3. saatin sonuna doğru, bir arkadaşa söz verdiğim için mantarlıyken hissettiklerimi anlatmak üzere laptopu açtım ve başladım yazmaya. ama ne yazış! o kadar hızlı ve hatasız yazıyorum ki cursor görünmüyor. neredeyse dakikada bir sayfa yazmışım, ya da dediğim gibi bana öyle geliyor.
mantarları yedikten yaklaşık 3 buçuk saat sonra etkisi geçti. diğerlerine de oldu mu bilmiyorum ama her şey bittiğinde içim içime sığmıyordu. öyle bir enerjim var dı ki, o gece atamasam hapı yutmuştum. o anda da doping'in ne demek olduğunu anlamıştım. gecenin 11'inde, küçük bir hollanda şehrinde, hafta içi yapacak bir şey olmadığından, aldım bisikleti tam 2 saat aralıksız sokaklarda dolaştım. kan ter içinde otele dönüp yattığımda mışıl mışıl uyumuşum.
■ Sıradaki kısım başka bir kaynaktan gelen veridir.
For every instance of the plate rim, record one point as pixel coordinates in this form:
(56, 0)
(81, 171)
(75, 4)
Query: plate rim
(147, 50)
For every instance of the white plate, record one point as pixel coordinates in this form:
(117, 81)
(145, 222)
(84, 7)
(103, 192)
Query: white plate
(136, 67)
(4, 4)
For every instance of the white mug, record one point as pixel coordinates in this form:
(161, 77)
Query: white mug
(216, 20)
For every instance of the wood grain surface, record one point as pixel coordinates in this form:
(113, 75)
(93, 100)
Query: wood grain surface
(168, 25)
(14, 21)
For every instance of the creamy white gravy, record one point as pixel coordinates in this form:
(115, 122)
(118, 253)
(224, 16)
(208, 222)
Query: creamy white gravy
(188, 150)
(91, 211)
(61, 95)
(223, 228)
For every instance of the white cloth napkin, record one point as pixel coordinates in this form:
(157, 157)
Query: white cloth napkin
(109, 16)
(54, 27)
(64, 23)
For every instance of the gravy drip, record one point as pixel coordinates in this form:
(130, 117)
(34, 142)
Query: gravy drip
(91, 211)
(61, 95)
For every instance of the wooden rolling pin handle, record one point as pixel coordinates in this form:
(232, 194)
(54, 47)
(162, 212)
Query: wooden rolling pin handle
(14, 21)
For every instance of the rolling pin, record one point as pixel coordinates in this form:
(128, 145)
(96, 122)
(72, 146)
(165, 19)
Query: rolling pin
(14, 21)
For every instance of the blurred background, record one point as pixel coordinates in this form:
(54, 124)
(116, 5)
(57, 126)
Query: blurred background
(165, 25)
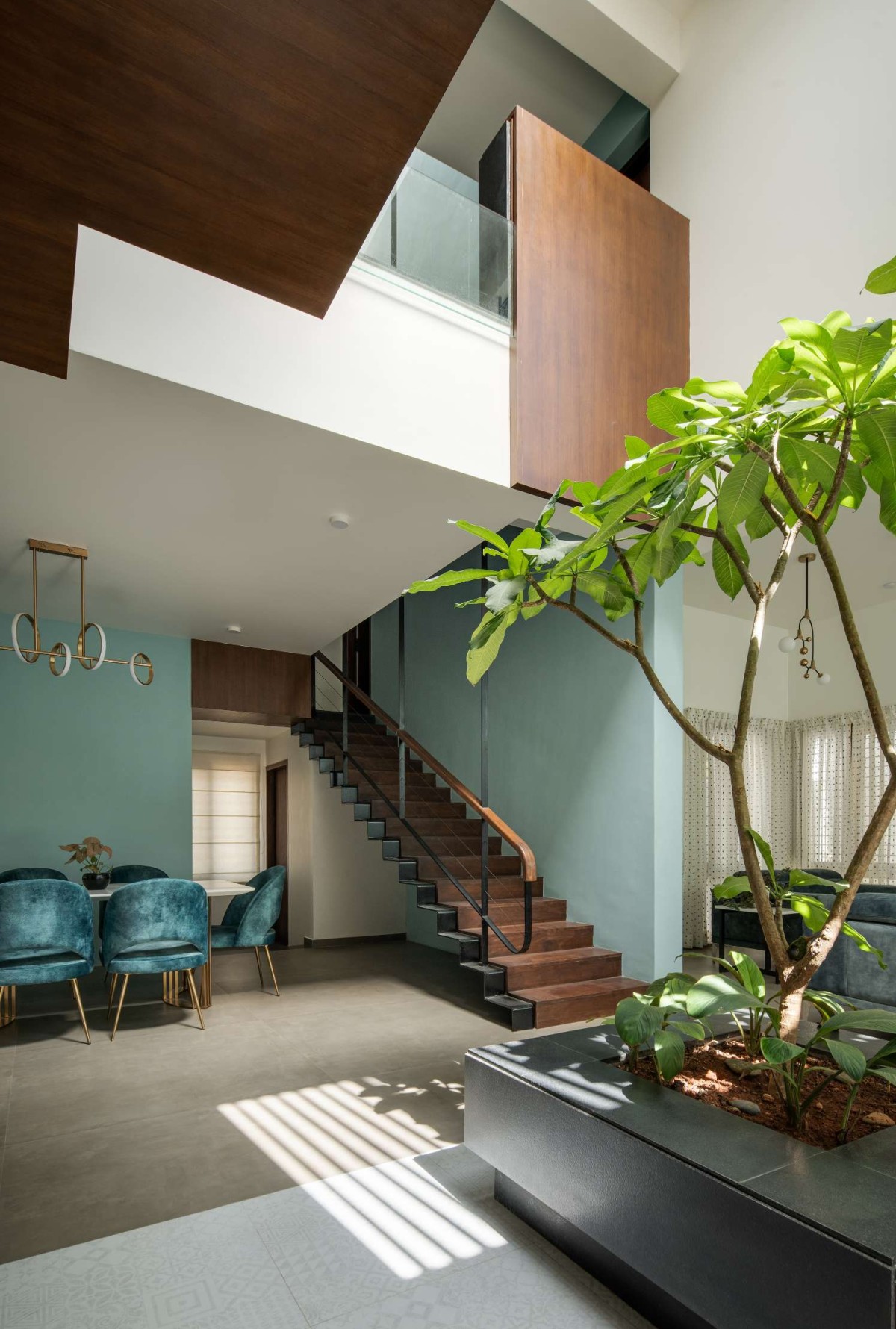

zararlı mı? kesinlikle. zehir mi? muhakkak. tek başına denemeli mi? asla. ama yine de ölmeden önce yapılması gerekenler listesinde tepelerde yer alır**.
bir arkadaşın anlattığı deneyimlerine göre birden fazla kişiye aynı hayal(!)i gördürtebiliyormuş. duvardan aynı olmayan yazıyı okuyabiliyorlarmış. bunun düşündürdüğü iki farklı şey;
1. fantastik düşünürsek belki beynin başka boyutta bir yazıyı görmesini sağlıyordur ki bu ihtimal hayalperestlerin açıklaması
2. bu mantar yendikten sonra beynin mantık kavramının azalması ve duyulan her şeyin anında gerçek gibi algılanamsıdır. yani arkadaşınız "şu adamlar bize mi bakıyor" dediğinde size bakan adamlar görüyorsunuz ancak demedikleri sürece bir şey görmüyorsunuz.
bad tripleri çok fazla olan bir halüsinojendir. "belki bir gün iyi bir çocuk olursanız şirinleri görebilirsiniz" cümlesinde kastedilen iyi cocuk olma halidir.